Time has been kind to Kid A, though. Sixteen(!) years down the line, everyone seems to acknowledge the album as a landmark collection of music, even the people who still think The Bends represents Radiohead’s creative peak. Given time, I think the skeptics will come around on Blonde, too. It’s not the album we were expecting, but it’s a richly complex left turn from one of our most powerful creative minds, one packed with future classics that happen to diverge from the path we’d all imagined. And anyhow, we should have seen this coming way back when Ocean was bumping “Optimistic” on Nostalgia, Ultra while grumbling, “All bitches want is Jodeci.”
(2) It’s the most “Frank Ocean” Frank Ocean album.
No album digs deeper into Ocean’s psyche than Blonde. It is his rawest and most vulnerable work to date as well as the broadest display of his influences — both the frankest and, um, ocean-est album in his discography. (OK, “most oceanic,” fine.)
At The Fader, Jordan Sargent observes that the character studies of Channel Orange have given way to actual autobiography, fragmentary and oblique but painfully honest all the same. Ocean has always been unafraid to present himself as fragile and confused, be it the mystified amusement of “Novacane” or the broken-down catharsis of “Bad Religion.” With the focus squarely on Frank throughout Blonde, that kind of relating dominates.
Ocean cultivates mystique by revealing so little of himself to the watching world, but what he does share in his music could not be more relatable, more human. Literally: Whereas many of his peers and associates have literally dubbed themselves deities, Ocean proclaims, “I’m just a guy, I’m not a god/ Sometimes I feel like I’m a god, but I’m not a god,” right after suggesting he’s the one who should be paying us. We see him waiting up in vain for a romantic rendezvous until his phone dies, or contemplating a life on the fringe and concluding, “I’m not brave.” In a field ruled by overconfident paramours, it’s a shock when Ocean admits, “I thought that I was dreaming when you said you loved me.” To hear him fondly recall the six-disc changer in his family’s humble Acura Legend is to be charmed and disarmed.
Just as courageous as Ocean’s self-disclosure is the decision to come back after four years with an album this low-key, a delicacy closer to soup than steak.
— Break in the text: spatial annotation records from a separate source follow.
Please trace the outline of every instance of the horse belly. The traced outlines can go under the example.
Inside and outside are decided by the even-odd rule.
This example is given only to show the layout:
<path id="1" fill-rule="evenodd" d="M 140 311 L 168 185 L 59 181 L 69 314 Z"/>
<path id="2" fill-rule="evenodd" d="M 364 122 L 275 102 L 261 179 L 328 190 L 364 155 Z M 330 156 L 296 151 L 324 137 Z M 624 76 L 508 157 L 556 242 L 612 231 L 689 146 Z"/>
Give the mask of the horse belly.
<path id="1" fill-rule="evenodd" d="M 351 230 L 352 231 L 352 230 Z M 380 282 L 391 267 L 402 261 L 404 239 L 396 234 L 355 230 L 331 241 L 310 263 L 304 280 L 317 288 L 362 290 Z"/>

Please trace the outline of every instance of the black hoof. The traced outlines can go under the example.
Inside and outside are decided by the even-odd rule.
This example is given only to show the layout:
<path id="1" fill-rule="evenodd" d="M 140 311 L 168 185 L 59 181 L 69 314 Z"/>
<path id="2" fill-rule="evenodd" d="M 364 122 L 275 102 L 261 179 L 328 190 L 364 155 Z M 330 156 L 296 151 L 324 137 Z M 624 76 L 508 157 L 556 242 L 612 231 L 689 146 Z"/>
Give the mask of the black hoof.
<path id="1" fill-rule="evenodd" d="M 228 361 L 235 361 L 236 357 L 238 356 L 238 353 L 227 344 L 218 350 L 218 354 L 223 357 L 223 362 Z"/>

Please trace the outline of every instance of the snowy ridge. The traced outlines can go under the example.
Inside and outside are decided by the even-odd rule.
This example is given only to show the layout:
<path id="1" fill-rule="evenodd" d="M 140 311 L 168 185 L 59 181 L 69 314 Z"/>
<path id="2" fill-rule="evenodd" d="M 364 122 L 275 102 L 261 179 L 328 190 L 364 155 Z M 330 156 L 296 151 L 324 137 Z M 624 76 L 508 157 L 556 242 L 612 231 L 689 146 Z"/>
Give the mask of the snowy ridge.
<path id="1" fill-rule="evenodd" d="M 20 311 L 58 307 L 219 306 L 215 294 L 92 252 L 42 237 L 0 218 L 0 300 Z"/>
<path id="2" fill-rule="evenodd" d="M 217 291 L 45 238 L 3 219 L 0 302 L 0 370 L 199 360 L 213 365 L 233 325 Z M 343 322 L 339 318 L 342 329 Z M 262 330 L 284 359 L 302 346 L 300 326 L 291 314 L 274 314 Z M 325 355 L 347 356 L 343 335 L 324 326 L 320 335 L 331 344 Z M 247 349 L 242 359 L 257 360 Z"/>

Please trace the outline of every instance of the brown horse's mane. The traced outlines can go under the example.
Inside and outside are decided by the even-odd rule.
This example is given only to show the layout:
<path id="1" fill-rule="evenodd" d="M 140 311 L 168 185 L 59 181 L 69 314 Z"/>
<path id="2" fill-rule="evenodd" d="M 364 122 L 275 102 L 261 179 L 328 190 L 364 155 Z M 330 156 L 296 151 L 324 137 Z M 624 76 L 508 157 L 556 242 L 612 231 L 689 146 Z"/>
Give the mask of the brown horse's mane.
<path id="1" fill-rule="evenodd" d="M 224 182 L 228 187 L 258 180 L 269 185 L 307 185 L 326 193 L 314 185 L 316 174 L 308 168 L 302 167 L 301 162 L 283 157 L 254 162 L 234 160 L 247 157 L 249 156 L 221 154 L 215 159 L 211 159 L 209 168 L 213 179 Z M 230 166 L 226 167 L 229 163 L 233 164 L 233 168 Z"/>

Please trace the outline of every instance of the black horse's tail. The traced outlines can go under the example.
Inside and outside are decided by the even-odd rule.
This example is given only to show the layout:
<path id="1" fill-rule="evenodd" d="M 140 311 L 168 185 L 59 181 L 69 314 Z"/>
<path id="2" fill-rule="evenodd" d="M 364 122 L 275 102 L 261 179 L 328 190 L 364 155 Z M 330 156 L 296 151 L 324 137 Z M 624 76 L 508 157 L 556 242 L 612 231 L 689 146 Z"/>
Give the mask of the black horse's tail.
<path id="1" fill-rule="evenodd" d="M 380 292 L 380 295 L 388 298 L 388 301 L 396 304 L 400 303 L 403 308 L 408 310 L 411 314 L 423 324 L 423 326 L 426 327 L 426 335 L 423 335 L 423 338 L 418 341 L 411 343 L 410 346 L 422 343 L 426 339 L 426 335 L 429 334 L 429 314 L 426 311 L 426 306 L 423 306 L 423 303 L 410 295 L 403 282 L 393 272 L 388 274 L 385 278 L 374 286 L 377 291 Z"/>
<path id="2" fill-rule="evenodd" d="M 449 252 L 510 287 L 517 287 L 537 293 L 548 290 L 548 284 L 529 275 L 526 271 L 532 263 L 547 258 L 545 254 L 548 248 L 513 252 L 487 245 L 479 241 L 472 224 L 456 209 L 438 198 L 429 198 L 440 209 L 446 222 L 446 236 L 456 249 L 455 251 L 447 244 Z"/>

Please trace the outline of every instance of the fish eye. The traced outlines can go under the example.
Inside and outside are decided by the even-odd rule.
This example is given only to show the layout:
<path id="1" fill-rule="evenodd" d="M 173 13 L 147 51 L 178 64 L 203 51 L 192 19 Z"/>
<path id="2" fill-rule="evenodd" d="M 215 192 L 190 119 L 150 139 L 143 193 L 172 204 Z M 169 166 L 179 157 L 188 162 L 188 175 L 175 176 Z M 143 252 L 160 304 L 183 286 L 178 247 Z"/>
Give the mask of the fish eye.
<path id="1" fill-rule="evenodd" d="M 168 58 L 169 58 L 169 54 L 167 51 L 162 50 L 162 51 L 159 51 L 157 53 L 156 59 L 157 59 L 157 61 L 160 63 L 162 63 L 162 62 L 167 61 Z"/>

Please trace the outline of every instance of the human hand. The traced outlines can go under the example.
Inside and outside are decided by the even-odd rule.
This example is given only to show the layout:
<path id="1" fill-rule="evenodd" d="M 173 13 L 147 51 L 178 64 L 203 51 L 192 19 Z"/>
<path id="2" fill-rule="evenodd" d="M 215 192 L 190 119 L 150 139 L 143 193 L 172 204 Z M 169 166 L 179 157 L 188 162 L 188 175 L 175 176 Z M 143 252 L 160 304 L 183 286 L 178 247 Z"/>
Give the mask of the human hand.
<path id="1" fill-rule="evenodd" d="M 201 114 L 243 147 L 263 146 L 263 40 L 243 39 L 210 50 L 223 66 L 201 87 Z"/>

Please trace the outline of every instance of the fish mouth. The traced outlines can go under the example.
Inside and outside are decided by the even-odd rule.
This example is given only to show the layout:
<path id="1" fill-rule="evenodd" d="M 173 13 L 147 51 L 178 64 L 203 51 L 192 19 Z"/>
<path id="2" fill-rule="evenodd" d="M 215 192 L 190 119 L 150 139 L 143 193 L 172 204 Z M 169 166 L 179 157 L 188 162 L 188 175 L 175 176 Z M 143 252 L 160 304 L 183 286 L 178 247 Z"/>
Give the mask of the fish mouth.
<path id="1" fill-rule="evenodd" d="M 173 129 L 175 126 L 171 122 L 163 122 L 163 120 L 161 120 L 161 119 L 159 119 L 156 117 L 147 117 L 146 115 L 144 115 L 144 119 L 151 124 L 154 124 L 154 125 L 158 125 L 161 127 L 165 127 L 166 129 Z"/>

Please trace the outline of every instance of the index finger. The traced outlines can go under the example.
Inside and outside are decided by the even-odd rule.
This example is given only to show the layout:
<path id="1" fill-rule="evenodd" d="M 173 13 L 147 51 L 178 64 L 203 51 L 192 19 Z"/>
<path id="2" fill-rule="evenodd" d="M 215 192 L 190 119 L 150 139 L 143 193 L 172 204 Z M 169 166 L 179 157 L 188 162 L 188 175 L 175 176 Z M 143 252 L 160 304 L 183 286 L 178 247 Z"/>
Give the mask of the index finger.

Blonde sprawls and sprawls, covering a lot of sonic territory but rarely reaching skyward. The rewards are abundant, but rather than revealing itself with obvious charms, the album demands exploration. I can’t imagine a better expression of this guy’s personal ethos.
(3) It’s an important document of its era.
Many have noted Blonde’s fixation on the intersection of technology, isolation, and romance. And it does play like a meditation on being young and single in 2016: infatuation filtered through social media, more intimately connected with devices than with lovers. Note the aforementioned line from “Solo” about staying up late waiting until your phone dies, or the interlude about Facebook’s power to drive a lover mad with jealousy (just accept the friend request, though), or the instantly iconic “Good Guy” lyric, “You text nothing like you look.” When Ocean sings, “I’ll be honest, I wasn’t devastated/ But you could’ve held my hand through this, baby,” it’s easy to picture the other person buried in their phone, oblivious to a struggle playing out right in front of him.
Technology became an even bigger part of Blonde’s story when Ocean opted to release it as an Apple Music exclusive, perhaps the most 2016 thing about an album — and promotional campaign — that could not be any more 2016 if it tried. (See also: the popup shops, the accompanying zine, the concurrent “visual album,” the quasi-surprise release.) That Blonde may turn out to be the beginning of the end for these kinds of corporate arrangements only solidifies its place in history.
Beyond all that, Ocean’s intentionally slippery take on sexuality is emblematic of this watershed time in American culture, when the social revolutions of the late 20th century have gone into overdrive. Without making a show of it, the album is drenched in sex and drugs, casually indifferent to the binaries and taboos that seem to be rapidly disappearing into society’s rearview. Per The New York Times’ Jon Caramanica, this fluidity extends to the cover art: “His album is called Blonde, but its cover reads blond, alongside a photo of Mr. Ocean, his short hair dyed neon green — the feminine, the masculine, the none of the above.” And even though he only barely glances at Black Lives Matter (the “R.I.P. Trayvon” moment on “Nikes”), Ocean doesn’t have to directly address current events to make a statement. His confident existence as a queer black man is its own affront to the terrorists who shoot up black churches and gay nightclubs. That it often comes across like a whisper does not diminish the volume with which it speaks to its moment.